Learning Health Systems and Evidence Ecosystems: A great fit?

Article type
Authors
Vandvik P1, Brandt L1, Agoritsas T2, Bernstein S3
1MAGIC Evidence Ecosystem Foundation
2University Hospitals Geneva
3AHRQ
Abstract
Background: The continued challenges of making Evidence-Based Medicine (EBM) work in health care policy and practice have triggered a series of evidence ecosystem concepts, one of them being the digital and trustworthy evidence ecosystem (Evidence Ecosystem) spearheaded by MAGIC in partnership with Cochrane and other international partners. This is happening while other communities aiming to implement EBM in healthcare advocate for Learning Health Systems (LHS). To what extent these concepts align and how they optimally could interact warrants further exploration, for example to inform Cochrane efforts in evidence synthesis.

Objectives: To describe the Evidence Ecosystem and LHS concepts in terms of what problems these are trying to solve and proposed solutions

Methods: The Evidence Ecosystem represents a conceptual framework for a cyclical and continuous process, with a focus on more efficient evidence synthesis and trustworthy decision support through common standards, methods, processes and platforms (Figure 1). Recently a major LHS initiative has been launched in the US; The AHRQ evidence-base Care Transformation Support (ACTS, figure 2). The ACTS community includes > 140 organisations working together to reach the quadruple aims of US health care. The main focus is on digital decision support, delivered care and continuous quality improvement in practice. MAGIC is conducting pilots with ACTS on digital production and access to evidence and decision support through interoperable platforms (e.g. MAGICapp). This provides an opportunity to study concerted evidence synthesis and guidance at the international level (e.g. BMJ Rapid Recommendations) can inform LHS at national and local levels. Here LHS is set up to cover the final Evidence Ecosystem steps of downstream implementation, evaluation of impact and production of more relevant and reliable evidence.

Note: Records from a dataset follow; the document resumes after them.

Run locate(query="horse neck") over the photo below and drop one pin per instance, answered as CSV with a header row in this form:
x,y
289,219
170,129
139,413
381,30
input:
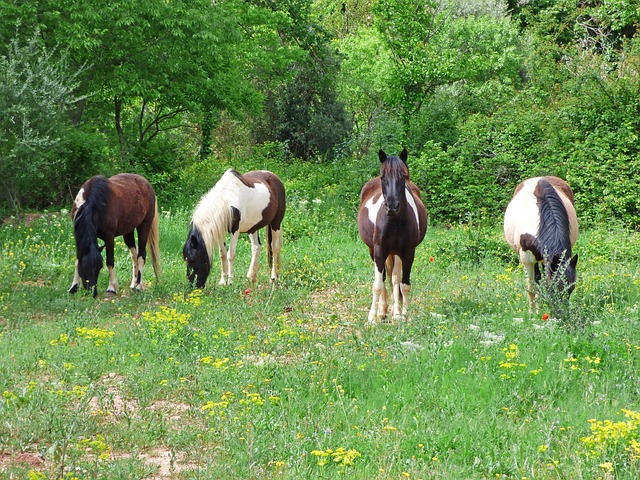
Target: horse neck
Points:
x,y
213,217
85,230
553,232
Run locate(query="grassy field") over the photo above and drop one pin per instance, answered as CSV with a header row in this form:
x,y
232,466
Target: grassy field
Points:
x,y
287,381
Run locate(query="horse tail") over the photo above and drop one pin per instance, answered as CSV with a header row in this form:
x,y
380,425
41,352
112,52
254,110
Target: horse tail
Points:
x,y
269,246
154,243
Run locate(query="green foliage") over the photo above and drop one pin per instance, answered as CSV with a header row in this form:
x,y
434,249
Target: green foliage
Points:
x,y
35,87
271,381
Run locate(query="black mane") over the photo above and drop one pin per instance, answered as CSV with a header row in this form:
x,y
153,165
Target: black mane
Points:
x,y
96,198
553,231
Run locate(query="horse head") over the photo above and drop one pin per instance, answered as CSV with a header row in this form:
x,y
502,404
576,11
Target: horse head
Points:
x,y
393,176
89,266
563,271
197,258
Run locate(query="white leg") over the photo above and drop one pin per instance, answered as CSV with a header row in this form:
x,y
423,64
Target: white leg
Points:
x,y
528,264
396,279
252,274
133,252
379,300
224,264
140,269
276,248
406,292
76,280
113,281
231,255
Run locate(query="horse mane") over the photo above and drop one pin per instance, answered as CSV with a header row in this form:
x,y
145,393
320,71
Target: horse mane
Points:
x,y
96,198
553,231
212,216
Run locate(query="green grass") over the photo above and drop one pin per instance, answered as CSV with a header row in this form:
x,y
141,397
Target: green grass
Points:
x,y
287,381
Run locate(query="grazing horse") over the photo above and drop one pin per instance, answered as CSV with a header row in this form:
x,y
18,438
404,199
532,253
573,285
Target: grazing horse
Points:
x,y
236,204
541,225
108,208
392,221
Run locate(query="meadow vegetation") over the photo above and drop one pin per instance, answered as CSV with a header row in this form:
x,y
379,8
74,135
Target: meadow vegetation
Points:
x,y
287,380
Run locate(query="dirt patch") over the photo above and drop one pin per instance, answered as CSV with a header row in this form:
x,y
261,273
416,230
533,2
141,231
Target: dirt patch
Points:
x,y
33,460
113,404
168,462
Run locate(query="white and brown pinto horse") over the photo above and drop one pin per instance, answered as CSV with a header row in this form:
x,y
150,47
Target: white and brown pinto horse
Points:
x,y
236,204
392,221
541,225
108,208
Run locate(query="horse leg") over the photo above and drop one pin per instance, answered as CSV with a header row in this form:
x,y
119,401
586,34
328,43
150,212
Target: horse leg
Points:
x,y
252,274
141,258
528,261
276,248
405,286
395,269
224,264
379,291
130,242
76,280
113,280
231,255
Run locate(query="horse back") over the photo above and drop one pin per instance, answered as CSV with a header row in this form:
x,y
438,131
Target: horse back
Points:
x,y
131,203
371,215
522,216
273,210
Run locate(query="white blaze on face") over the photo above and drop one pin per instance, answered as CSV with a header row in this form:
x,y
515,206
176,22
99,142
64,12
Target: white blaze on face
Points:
x,y
414,207
373,208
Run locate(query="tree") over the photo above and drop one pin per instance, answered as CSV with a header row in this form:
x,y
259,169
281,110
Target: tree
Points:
x,y
35,88
155,67
434,44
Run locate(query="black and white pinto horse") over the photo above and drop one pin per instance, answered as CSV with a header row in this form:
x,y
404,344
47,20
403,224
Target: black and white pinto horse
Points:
x,y
236,204
541,225
392,221
108,208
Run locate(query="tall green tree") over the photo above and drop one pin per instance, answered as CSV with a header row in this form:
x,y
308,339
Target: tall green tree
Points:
x,y
149,64
35,88
434,44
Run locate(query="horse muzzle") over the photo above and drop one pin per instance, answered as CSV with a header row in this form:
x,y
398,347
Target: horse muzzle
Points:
x,y
392,211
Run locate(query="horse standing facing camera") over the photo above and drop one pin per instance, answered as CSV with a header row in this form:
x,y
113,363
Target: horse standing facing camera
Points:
x,y
392,222
108,208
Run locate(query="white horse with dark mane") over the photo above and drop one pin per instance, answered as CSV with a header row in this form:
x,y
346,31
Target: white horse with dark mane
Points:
x,y
541,225
236,204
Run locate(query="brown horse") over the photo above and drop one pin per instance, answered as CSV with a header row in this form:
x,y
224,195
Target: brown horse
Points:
x,y
392,221
108,208
236,204
541,225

Results: We find the two concepts completely aligned and complementary in describing problems and proposed solutions concerning evidence from its inception to documented improvements in delivered health care. Both concepts underscore the need for an overarching infrastructure to provide orchestration, governance and support to organisations currently working in silos. The Evidence Ecosystem can provide trustworthy and digital decision support informed by systematic reviews, ideally at the international level to increase efficiency and reduce duplication of work. LHS can assist health care organisations working at national and local levels in optimally re-using and adapting the decision support to improve delivered care.

Conclusions: The synergy between Evidence Ecosystem and concepts are striking but it remains to be seen how these could optimally interact. In the absence of an international orchestrator in the Evidence Ecosystem and explicit links to LHS we will likely continue to work in silos.

Patient or healthcare consumer involvement: Patient partners are contributing in the development of the Evidence Ecosystem and LHS concepts.